Multiple regression and stability analysis of Powell-Eyring fluid flow over a stretching/shrinking surface in uniform shear flow

The present study investigates the transpiration effects on flow over a stretching/shrinking surface in a uniform shear flow of Powell-Eyring fluid with thermal radiation. The governing partial differential equations are highly nonlinear, making analytical solutions difficult to obtain. Therefore, a Lie group analysis is conducted to derive appropriate similarity transformations that reduce the system to ordinary differential equations. Numerical solutions of the resulting ODEs are obtained using the MATLAB bvp4c solver. Notably, dual solution branches are identified for both stretching and shrinking cases across various material and transpiration parameter values. These dual solutions bifurcate from a critical point, with no solutions existing below this threshold.

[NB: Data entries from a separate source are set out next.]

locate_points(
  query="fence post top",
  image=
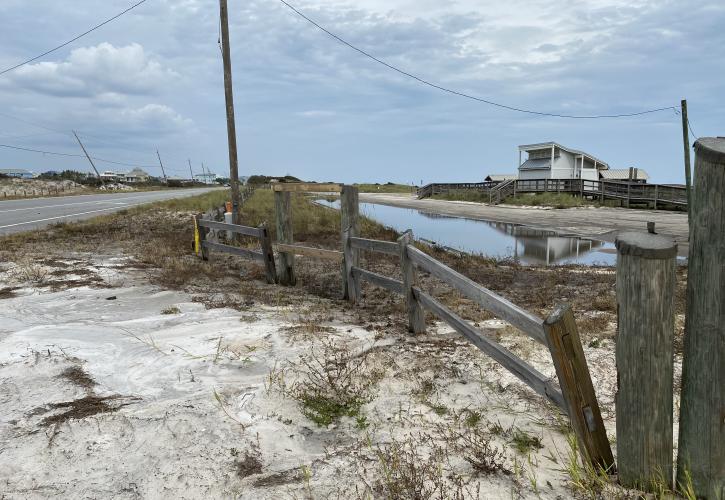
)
(710, 148)
(646, 245)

While both solutions are mathematically valid, they exhibit distinct characteristics in their velocity and temperature profiles. A linear temporal stability analysis is employed to determine the physically reliable solution, revealing that the first solution branch is physically meaningful. Additionally, multiple linear regression analysis is performed to establish relationships between physical quantities and governing parameters. The analysis demonstrates exceptional predictive capability with $R^2 > 0.96$ for all cases, confirming strong statistical correlations. The effects of key parameters on various physical quantities are explored and presented through graphical and tabular representations.